Robin Wright sieht das Gewicht der USA in der Welt für lange Zeit, wenn nicht gar für immer verspielt: "Amerikas Großer Rückzug ist mindestens so demütigend wie jener der Sowjetunion 1989, ein Ereignis der zum Ende des kommunistischen Reiches beitrug."
Archiv: New Yorker

The Atlantic (USA), 16.08.2021

Auch der pensionierte US-Colonel Mike Jason fragt sich, wie es zu diesem schäbigen Ende kommen konnte: "Von meinen Einsätzen im Irak bis hin zu meiner Zeit in Afghanistan wurden größere systemische Probleme nie wirklich angegangen. Es ist uns nicht gelungen, die irakischen und afghanischen Streitkräfte als Institutionen aufzubauen. Wir haben es versäumt, die notwendige Infrastruktur zu schaffen, die sich mit der militärischen Ausbildung, dem Training, den Gehaltssystemen, der Karriereentwicklung, dem Personal und der Rechenschaftspflicht befasst - all die Dinge, die eine professionelle Sicherheitstruppe ausmachen. Durch die Rotation der Teams in sechsmonatigen bis einjährigen Einsätzen konnten wir die drängenden Probleme der irakischen und afghanischen Armeen und Polizeikräfte nicht lösen: endemische Korruption, sinkende Moral, grassierender Drogenkonsum, miserable Instandhaltung und ungeschickte Logistik. Wir waren sehr gut darin, Züge und Kompanien auf die Durchführung von Razzien und das Betreiben von Kontrollpunkten vorzubereiten, aber dahinter funktionierte wenig. Es ist bezeichnend, dass die besten Kräfte in Afghanistan heute die Kommandos der Spezialeinheiten sind, kleine Teams, die mutige und großartige Leistungen erbringen - aber nicht wegen einer sie stütztenden Institution, sondern trotz einer solchen."

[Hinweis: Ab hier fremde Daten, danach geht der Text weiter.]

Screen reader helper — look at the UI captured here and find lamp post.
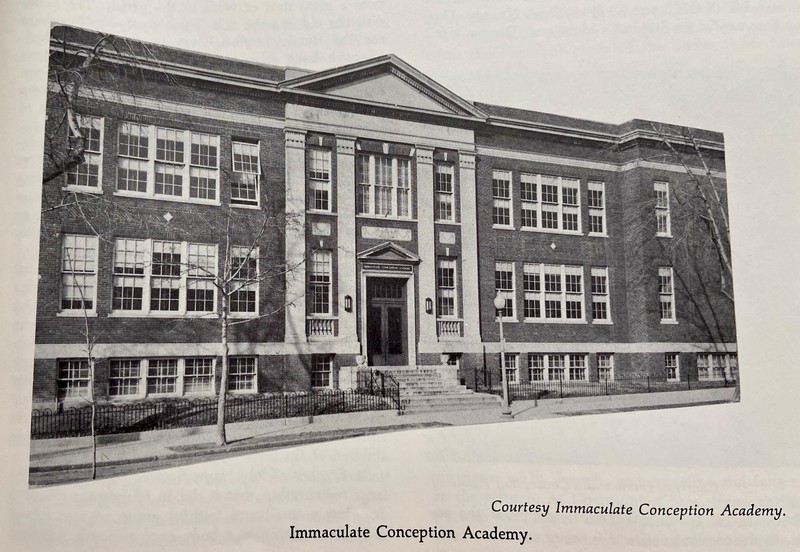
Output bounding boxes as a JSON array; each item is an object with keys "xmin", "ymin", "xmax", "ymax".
[{"xmin": 494, "ymin": 293, "xmax": 511, "ymax": 418}]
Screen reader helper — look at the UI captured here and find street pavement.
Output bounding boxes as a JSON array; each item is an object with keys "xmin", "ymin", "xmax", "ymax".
[{"xmin": 29, "ymin": 388, "xmax": 738, "ymax": 486}]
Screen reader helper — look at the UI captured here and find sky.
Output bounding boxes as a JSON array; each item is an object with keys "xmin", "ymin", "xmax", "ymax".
[{"xmin": 0, "ymin": 0, "xmax": 800, "ymax": 549}]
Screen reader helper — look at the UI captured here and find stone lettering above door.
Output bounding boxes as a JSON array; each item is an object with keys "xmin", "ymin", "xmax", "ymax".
[{"xmin": 361, "ymin": 226, "xmax": 412, "ymax": 241}]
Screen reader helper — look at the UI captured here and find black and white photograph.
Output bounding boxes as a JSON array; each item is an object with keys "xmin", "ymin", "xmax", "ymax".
[{"xmin": 2, "ymin": 1, "xmax": 800, "ymax": 550}]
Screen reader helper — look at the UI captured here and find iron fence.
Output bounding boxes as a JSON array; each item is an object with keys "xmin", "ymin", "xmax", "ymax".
[
  {"xmin": 473, "ymin": 369, "xmax": 736, "ymax": 402},
  {"xmin": 31, "ymin": 385, "xmax": 400, "ymax": 439}
]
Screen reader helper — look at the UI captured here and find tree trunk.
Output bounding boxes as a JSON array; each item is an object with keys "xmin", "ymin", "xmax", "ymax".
[{"xmin": 217, "ymin": 298, "xmax": 229, "ymax": 446}]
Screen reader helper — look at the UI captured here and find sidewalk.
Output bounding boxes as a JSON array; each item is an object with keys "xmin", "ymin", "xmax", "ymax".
[{"xmin": 30, "ymin": 388, "xmax": 736, "ymax": 473}]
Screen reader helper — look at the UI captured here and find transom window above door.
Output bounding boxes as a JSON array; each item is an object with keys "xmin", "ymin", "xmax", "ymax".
[{"xmin": 356, "ymin": 154, "xmax": 411, "ymax": 218}]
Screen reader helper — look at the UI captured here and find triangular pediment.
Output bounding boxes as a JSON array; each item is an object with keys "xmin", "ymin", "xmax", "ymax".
[
  {"xmin": 281, "ymin": 55, "xmax": 486, "ymax": 118},
  {"xmin": 358, "ymin": 242, "xmax": 420, "ymax": 264}
]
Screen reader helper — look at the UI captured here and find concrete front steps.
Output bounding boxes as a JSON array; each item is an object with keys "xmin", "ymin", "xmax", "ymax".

Aber wurde wirklich gar nichts erreicht? Die Rückkehr der Taliban ist eine Katastrophe die afghanischen Frauen, schreibt Lynsey Addario. Und trotzdem gibt es Hoffnung: "Heute gibt es eine neue Generation afghanischer Frauen, die sich nicht mehr daran erinnern können, wie es war, unter den Taliban zu leben. 'Sie sind voller Energie, Hoffnung und Träume', sagte mir Shukriya Barakzai. 'Sie sind nicht so wie ich, wie ich es vor 20 Jahren war. Sie sind viel aufmerksamer. Sie kommunizieren mit der Welt. Es ist nicht [das] Afghanistan, das in einem Bürgerkrieg verbrannt wurde. Es ist ein entwickeltes, freies Afghanistan, mit freien Medien, mit Frauen."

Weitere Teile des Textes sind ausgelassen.